I played a round a few weeks ago on a day that was going to be pretty hot, so my playing partner and I teed off at 7:00 a.m. We had the course to ourselves. The range hadn’t opened by the time we started, so a few practice swings to get ready, and away we went. We played fairly well for the first three holes; we were both relaxed and loose.
On the fourth hole, a 174-yard par 3, I put my tee shot just off the back of the green, twenty-five feet from the pin. Beautiful shot. I chipped to 18”. Tour-quality chip. I missed the putt. Nice par, down the drain. My partner was more disappointed than I was. Since I wasn’t too upset about it, he asked me how I handle missing a short putt like that. I said that I might or might not miss the next one that short, but stressing over this one guarantees that I will miss it. The best way to make sure it doesn’t happen again is to chalk it up as a bad shot, forget about it, and play on.

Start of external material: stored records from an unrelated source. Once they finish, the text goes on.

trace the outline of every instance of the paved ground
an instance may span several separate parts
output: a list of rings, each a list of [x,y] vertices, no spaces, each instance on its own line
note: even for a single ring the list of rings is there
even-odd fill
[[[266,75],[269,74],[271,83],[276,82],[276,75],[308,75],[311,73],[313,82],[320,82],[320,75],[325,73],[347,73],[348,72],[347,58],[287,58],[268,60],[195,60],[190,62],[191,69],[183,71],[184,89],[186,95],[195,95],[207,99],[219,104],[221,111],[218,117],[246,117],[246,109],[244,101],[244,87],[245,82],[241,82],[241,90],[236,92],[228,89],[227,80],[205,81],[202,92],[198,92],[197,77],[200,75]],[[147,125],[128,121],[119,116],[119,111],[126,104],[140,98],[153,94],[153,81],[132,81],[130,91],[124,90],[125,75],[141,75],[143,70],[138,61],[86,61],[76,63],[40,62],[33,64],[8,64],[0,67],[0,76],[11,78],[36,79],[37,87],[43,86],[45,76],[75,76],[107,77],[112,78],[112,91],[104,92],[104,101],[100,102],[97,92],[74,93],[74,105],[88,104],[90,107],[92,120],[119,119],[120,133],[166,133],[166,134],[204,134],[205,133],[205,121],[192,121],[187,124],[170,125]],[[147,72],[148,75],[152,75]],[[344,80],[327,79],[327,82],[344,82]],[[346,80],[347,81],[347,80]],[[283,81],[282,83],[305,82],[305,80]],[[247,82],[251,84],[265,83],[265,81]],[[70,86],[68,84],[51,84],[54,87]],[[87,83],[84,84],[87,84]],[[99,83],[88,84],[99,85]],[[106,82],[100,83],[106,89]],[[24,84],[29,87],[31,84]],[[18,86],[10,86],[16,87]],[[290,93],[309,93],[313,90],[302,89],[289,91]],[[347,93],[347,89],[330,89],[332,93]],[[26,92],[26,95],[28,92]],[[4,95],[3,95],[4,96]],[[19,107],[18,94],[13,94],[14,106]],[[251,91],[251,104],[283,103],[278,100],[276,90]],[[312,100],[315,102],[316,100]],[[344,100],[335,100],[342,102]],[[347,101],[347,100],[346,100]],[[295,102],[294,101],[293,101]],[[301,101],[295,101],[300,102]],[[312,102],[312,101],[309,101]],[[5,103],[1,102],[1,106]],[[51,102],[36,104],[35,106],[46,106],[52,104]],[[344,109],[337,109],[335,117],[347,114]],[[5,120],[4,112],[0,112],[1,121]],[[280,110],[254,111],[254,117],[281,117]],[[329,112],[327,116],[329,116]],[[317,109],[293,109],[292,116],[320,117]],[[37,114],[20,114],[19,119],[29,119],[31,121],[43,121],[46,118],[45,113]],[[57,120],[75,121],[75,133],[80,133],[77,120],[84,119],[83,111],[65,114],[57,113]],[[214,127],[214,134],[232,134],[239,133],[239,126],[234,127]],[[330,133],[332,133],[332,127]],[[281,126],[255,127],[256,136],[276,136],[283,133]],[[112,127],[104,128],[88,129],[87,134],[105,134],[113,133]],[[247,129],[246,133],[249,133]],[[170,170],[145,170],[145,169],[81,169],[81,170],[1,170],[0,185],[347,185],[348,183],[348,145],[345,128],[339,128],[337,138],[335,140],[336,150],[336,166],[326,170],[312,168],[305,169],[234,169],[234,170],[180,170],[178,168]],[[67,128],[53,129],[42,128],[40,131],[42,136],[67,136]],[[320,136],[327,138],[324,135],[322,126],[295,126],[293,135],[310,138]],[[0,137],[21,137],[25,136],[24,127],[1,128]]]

This kind of thinking can be applied anywhere. The same golfer who can hit a pin-seeking missile from 160 yards on one hole can yank it 20 yards left on the next. We expect to hit our best shots all the time, but we don’t. Touring professionals don’t. No amount of practice will let any golfer do that. Realize that you’re as good as your best shots and worst shots put together, and they all even out. I’ve never had a score, good or bad, that I didn’t deserve. If you can make peace with that fact, golf becomes much more enjoyable. And you’ll score better, too.